Institutions do not run themselves
And yet I want to resist the opposite error just as firmly — the complacency of the long-time resident who, for decades, simply assumed that American democracy was self-correcting, that the genius of the founders’ design would protect the country no matter who sat in the chair, and who is now reading the news with a rising sense of having been naive. That faith is dangerous, because institutions are not machines that grind on by themselves. A court is people. A constitutional guarantee is only as strong as the human beings who choose to enforce it. Every one of these defenses — the judges, the legislators, the officials in the agencies — can be pressured, frightened, flattered, or bought. We have just watched a partisan majority on the highest court begin, in real time, to bend the very document it swore to defend. Having institutions is therefore no guarantee of anything. It is a precondition, not a result. The machinery exists; whether it holds depends entirely on whether enough people are willing to operate it honestly under pressure.
This is the unglamorous heart of the matter, and it is also where responsibility comes in. It is easy, watching from outside, to ask helplessly what ordinary people can possibly do against a force like this — to conclude that only elites ever really change anything and that the public is a spectator to its own fate. I reject that. The public is not a spectator; the public elected this president in the first place. Which means the public also retains real, usable power. People can vote in the next congressional elections and leave the leader without a compliant legislature. They can back the governors who stand against him and make federalism’s checks something more than a line in a textbook.

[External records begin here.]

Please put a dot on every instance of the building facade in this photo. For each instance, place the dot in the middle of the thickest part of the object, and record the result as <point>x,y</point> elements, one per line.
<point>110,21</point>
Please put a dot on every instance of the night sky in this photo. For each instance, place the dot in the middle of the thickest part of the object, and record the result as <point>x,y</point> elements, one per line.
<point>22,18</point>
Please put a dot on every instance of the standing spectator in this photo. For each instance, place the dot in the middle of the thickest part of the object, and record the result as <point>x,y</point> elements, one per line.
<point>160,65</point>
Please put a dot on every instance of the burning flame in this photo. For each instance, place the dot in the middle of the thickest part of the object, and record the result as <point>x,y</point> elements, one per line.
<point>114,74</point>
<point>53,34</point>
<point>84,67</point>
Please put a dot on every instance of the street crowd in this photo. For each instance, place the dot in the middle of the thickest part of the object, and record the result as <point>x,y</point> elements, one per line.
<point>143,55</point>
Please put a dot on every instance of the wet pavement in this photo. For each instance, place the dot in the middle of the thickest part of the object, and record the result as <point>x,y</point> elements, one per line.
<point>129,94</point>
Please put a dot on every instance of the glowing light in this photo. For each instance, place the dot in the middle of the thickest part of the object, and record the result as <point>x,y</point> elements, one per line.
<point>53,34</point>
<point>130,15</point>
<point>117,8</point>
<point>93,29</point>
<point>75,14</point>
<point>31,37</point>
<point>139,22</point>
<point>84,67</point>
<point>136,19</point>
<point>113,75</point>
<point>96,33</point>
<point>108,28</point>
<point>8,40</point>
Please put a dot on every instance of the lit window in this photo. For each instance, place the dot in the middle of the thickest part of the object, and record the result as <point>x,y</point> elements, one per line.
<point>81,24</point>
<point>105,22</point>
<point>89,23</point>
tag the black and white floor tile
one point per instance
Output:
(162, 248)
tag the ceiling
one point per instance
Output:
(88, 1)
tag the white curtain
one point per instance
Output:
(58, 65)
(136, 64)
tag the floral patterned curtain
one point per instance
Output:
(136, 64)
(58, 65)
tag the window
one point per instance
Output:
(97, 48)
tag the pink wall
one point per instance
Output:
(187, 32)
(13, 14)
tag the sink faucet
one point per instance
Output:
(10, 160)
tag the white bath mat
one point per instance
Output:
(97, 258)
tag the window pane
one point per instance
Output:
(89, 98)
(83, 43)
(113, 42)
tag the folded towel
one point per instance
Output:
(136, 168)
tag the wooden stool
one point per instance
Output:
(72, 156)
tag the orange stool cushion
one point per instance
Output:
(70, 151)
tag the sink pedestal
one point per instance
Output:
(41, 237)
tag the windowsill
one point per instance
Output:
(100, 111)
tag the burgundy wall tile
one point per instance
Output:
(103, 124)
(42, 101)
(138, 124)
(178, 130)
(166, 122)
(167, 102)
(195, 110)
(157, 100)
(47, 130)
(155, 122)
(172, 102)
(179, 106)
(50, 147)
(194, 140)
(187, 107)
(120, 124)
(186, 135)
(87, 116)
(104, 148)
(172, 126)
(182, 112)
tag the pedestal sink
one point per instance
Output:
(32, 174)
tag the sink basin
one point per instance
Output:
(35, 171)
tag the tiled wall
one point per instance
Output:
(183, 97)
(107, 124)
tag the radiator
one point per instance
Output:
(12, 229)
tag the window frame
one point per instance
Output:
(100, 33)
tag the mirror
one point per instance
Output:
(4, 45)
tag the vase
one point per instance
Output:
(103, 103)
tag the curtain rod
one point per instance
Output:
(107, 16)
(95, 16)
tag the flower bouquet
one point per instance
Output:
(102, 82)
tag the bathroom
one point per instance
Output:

They can fill the streets, and in an armed and litigious country those streets carry a weight they do not carry under a dictatorship. None of this is automatic and none of it is guaranteed to succeed. But it is available, and its availability is exactly what makes the American case different from the hopeless one. The responsibility that comes with citizenship has not been suspended. If anything, it has never been heavier.
So I do not offer reassurance, because reassurance would be a lie. What I offer instead is a clear-eyed description of a contest with no foregone conclusion. On one side stands a faction with genuine fascist designs and the most powerful office on earth at its disposal. On the other stands an entire civilization’s worth of accumulated restraint — courts, states, press, and an armed and not-yet-cowed people — much of it still functioning, some of it already cracking. The cracks are real and they are spreading; I will not pretend otherwise. But the structure has not fallen, and unlike the country I was forced to leave, this one still possesses every tool it needs to save itself. Whether it uses them is the open question of our moment. The answer will not be handed down by the design of the founders or the wisdom of the judges. It will be decided by whether enough Americans understand, in time, that the democracy resisting its own leader is not some abstraction defending them from a distance — it is them, and it works only if they make it work.